When I left my former congregation to come here to Stephen Wise, a group of mothers with whom I had shared parenting and activism gifted me a number of children’s books focused on justice. One of those books was “Brave Girl: Clara and the Shirtwaist Makers’ Strike of 1909.” It is a children’s biography of Ukrainian immigrant Clara Lemlich Shavelson, the farbrente Yidishe meydle (fiery Jewish girl) who organized women into the International Ladies Garment Workers Union beginning in 1905. At a 1909 strike meeting at the Cooper Union, Shavelson’s fiery speech, in Yiddish, set off the Uprising of the 20,000, the largest strike by women workers to that date.

The book itself focuses entirely on her labor activism upon her arrival in the United States, but as I learned more about her, I was even more interested in her insatiable desire to learn as a young girl, and how that shaped her outlook on the world.

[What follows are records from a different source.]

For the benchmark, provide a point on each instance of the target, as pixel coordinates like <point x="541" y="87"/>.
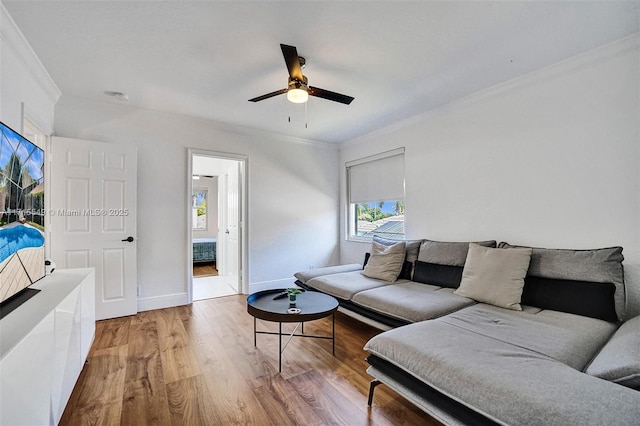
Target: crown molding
<point x="13" y="38"/>
<point x="624" y="46"/>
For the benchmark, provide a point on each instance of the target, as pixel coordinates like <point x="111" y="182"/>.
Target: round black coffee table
<point x="312" y="305"/>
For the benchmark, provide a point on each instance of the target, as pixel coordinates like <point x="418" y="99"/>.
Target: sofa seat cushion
<point x="304" y="276"/>
<point x="508" y="379"/>
<point x="346" y="284"/>
<point x="411" y="301"/>
<point x="619" y="360"/>
<point x="570" y="339"/>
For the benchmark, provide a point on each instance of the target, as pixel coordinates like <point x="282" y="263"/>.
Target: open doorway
<point x="215" y="226"/>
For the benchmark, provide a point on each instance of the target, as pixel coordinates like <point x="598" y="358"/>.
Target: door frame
<point x="243" y="161"/>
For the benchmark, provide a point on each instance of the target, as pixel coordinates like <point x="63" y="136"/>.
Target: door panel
<point x="93" y="209"/>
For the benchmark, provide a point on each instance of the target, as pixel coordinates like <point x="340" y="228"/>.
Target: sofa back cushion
<point x="440" y="275"/>
<point x="447" y="253"/>
<point x="582" y="282"/>
<point x="441" y="262"/>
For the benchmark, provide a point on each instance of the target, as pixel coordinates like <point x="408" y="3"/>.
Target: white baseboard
<point x="160" y="302"/>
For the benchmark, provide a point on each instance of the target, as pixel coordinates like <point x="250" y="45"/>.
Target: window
<point x="199" y="207"/>
<point x="375" y="191"/>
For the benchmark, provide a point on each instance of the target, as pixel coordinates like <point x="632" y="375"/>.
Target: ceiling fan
<point x="298" y="90"/>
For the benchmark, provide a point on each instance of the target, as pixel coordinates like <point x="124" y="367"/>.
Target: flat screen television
<point x="22" y="218"/>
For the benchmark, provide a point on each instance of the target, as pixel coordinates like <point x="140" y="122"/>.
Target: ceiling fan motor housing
<point x="294" y="83"/>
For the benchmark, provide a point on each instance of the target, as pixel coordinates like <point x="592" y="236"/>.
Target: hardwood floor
<point x="197" y="365"/>
<point x="204" y="269"/>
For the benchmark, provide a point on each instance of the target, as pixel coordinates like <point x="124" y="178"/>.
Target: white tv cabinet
<point x="43" y="346"/>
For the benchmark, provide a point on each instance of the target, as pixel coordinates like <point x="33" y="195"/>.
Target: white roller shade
<point x="377" y="178"/>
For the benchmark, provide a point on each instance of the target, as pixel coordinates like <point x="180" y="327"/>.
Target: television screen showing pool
<point x="22" y="214"/>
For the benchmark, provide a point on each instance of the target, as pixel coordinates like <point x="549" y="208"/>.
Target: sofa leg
<point x="372" y="387"/>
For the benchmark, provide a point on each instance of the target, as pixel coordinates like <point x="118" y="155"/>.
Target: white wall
<point x="23" y="80"/>
<point x="292" y="189"/>
<point x="551" y="159"/>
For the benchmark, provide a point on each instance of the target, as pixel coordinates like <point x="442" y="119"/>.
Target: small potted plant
<point x="292" y="292"/>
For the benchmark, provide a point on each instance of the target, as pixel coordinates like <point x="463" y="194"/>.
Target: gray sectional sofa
<point x="480" y="333"/>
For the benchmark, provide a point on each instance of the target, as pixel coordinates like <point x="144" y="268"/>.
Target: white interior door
<point x="93" y="218"/>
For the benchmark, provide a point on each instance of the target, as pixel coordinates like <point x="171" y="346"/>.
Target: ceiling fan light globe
<point x="297" y="96"/>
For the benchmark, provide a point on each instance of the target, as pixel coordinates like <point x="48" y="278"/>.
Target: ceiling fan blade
<point x="332" y="96"/>
<point x="269" y="95"/>
<point x="290" y="54"/>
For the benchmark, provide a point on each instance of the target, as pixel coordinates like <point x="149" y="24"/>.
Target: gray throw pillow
<point x="495" y="276"/>
<point x="602" y="265"/>
<point x="385" y="262"/>
<point x="411" y="254"/>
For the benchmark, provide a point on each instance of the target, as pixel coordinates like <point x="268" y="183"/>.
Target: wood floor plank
<point x="145" y="396"/>
<point x="189" y="403"/>
<point x="197" y="365"/>
<point x="101" y="395"/>
<point x="114" y="332"/>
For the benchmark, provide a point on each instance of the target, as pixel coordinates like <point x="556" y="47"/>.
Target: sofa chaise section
<point x="516" y="377"/>
<point x="542" y="361"/>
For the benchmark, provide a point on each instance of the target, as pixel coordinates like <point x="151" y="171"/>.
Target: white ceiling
<point x="398" y="59"/>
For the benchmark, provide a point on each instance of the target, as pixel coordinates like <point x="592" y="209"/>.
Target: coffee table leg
<point x="279" y="347"/>
<point x="333" y="333"/>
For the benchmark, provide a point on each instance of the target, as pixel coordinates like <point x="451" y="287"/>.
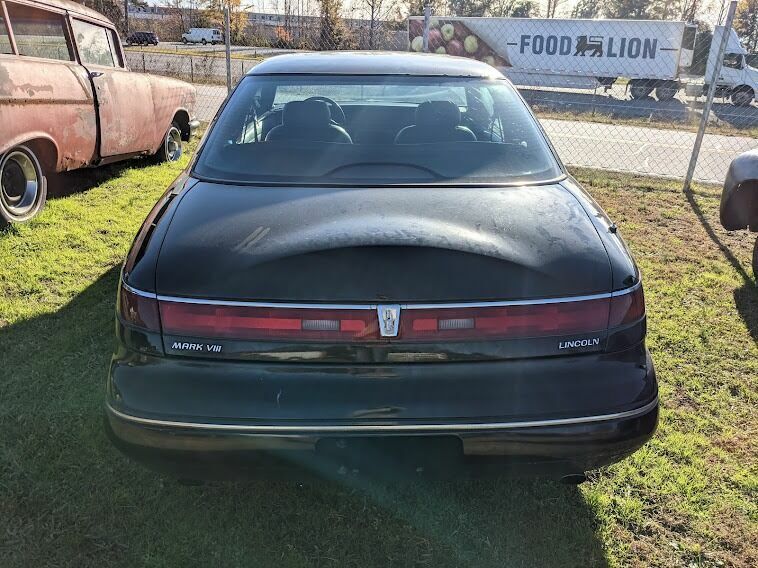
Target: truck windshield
<point x="376" y="130"/>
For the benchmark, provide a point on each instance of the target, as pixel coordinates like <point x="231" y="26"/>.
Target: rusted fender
<point x="50" y="103"/>
<point x="171" y="97"/>
<point x="739" y="199"/>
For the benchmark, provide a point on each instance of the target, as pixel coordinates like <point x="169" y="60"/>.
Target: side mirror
<point x="739" y="199"/>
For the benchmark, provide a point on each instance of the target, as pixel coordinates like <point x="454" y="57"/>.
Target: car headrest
<point x="306" y="114"/>
<point x="438" y="114"/>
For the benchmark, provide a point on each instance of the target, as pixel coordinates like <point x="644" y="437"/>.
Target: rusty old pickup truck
<point x="67" y="101"/>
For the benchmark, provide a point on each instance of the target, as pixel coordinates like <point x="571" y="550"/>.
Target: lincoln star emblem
<point x="389" y="320"/>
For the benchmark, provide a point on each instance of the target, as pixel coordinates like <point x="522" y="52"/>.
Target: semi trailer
<point x="652" y="56"/>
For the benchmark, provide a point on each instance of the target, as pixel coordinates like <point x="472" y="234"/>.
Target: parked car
<point x="400" y="275"/>
<point x="203" y="35"/>
<point x="142" y="38"/>
<point x="69" y="101"/>
<point x="739" y="199"/>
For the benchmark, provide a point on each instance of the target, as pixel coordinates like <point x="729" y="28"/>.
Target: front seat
<point x="308" y="121"/>
<point x="436" y="121"/>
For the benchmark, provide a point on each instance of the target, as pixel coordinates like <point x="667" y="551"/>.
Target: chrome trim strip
<point x="385" y="428"/>
<point x="136" y="292"/>
<point x="315" y="306"/>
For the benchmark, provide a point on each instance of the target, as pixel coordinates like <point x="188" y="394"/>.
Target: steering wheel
<point x="335" y="110"/>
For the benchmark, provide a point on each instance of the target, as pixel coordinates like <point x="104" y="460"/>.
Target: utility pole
<point x="727" y="29"/>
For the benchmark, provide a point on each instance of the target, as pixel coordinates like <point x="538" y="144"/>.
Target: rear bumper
<point x="551" y="448"/>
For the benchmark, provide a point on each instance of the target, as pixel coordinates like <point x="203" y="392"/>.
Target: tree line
<point x="382" y="15"/>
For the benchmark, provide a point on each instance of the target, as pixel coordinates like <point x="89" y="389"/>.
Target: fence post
<point x="427" y="20"/>
<point x="228" y="51"/>
<point x="711" y="93"/>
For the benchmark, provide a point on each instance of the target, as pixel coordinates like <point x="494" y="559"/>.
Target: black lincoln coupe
<point x="377" y="261"/>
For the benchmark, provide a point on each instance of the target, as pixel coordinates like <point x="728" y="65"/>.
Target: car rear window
<point x="39" y="33"/>
<point x="376" y="130"/>
<point x="5" y="42"/>
<point x="97" y="45"/>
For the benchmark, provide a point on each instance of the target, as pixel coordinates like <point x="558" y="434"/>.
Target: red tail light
<point x="244" y="322"/>
<point x="138" y="310"/>
<point x="627" y="308"/>
<point x="253" y="323"/>
<point x="506" y="322"/>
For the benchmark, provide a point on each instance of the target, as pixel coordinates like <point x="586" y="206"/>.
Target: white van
<point x="203" y="35"/>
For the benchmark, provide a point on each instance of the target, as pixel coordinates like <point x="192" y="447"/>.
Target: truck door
<point x="124" y="99"/>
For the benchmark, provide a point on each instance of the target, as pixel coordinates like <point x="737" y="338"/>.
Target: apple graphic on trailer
<point x="448" y="32"/>
<point x="455" y="47"/>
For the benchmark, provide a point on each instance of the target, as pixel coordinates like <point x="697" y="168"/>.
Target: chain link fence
<point x="622" y="95"/>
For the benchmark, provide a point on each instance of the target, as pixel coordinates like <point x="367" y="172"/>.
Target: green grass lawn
<point x="67" y="498"/>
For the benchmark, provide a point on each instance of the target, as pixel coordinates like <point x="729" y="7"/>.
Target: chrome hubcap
<point x="19" y="183"/>
<point x="173" y="144"/>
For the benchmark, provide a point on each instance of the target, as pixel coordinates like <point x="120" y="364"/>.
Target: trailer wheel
<point x="666" y="91"/>
<point x="23" y="188"/>
<point x="742" y="96"/>
<point x="640" y="89"/>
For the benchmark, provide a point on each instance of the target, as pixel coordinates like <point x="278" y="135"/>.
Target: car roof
<point x="73" y="7"/>
<point x="374" y="63"/>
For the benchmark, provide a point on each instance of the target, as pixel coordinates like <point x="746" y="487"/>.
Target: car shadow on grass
<point x="71" y="498"/>
<point x="746" y="296"/>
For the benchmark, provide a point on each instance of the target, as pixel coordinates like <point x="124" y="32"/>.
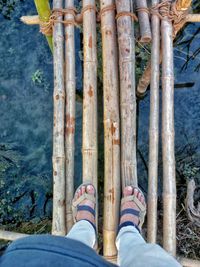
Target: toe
<point x="135" y="192"/>
<point x="83" y="190"/>
<point x="90" y="189"/>
<point x="142" y="200"/>
<point x="79" y="192"/>
<point x="76" y="196"/>
<point x="128" y="190"/>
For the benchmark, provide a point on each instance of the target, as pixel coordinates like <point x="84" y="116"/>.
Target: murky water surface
<point x="26" y="112"/>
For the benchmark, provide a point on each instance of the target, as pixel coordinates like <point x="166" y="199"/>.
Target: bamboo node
<point x="106" y="9"/>
<point x="126" y="13"/>
<point x="143" y="9"/>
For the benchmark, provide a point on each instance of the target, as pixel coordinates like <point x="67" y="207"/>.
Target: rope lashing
<point x="47" y="27"/>
<point x="168" y="11"/>
<point x="126" y="13"/>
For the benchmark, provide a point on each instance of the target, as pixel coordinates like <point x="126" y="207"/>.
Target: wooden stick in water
<point x="153" y="130"/>
<point x="70" y="83"/>
<point x="89" y="146"/>
<point x="11" y="236"/>
<point x="58" y="224"/>
<point x="111" y="128"/>
<point x="169" y="176"/>
<point x="126" y="45"/>
<point x="144" y="21"/>
<point x="188" y="262"/>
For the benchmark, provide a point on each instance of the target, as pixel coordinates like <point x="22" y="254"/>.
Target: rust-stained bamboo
<point x="146" y="76"/>
<point x="30" y="20"/>
<point x="70" y="111"/>
<point x="169" y="176"/>
<point x="89" y="145"/>
<point x="193" y="18"/>
<point x="144" y="21"/>
<point x="188" y="262"/>
<point x="111" y="128"/>
<point x="126" y="44"/>
<point x="11" y="236"/>
<point x="153" y="130"/>
<point x="58" y="224"/>
<point x="183" y="4"/>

The Jewish Women’s Archive includes Shavelson in their Shalvi/Hyman Encyclopedia of Jewish Women, and writes the following:

Like most girls, she was taught Yiddish but was offered no further Jewish schooling. Her parents were willing to send her to public school but found that Gorodok’s only school excluded Jews. Angered by the Russian government’s antisemitism, her parents forbade her to speak Russian or to bring Russian books into their home. The headstrong child continued her study of Russian secretly, teaching Russian folk songs to older Jewish girls in exchange for their volumes of Tolstoy, Gorky, and Turgenev.

Before she was in her teens, Clara was sewing buttonholes on shirts to pay for her reading habit. Already fluent in written Yiddish, she fattened her book fund by writing letters for illiterate mothers to send to their children in America. When her father found a cache of books hidden beneath a meat pan in the kitchen, he burned the whole lot and Clara had to start collecting again. She began storing books in the attic, where she would perch on a bare beam to read. One Sabbath afternoon, while her family dozed, she was discovered by a neighbor. He not only kept her secret but lent her revolutionary tracts from his own collection.

As an avid reader myself, and as a parent trying to raise avid readers—and children committed to making the world a better place—I am struck by the connection that Ms. Shavelson understood between books—of any kind—and the ability to imagine a world different from the one in which she was living.

We Jews have long been called People of the Book, and we too are called upon to imagine a world different from—and better than—the one in which we live … and then to work towards it.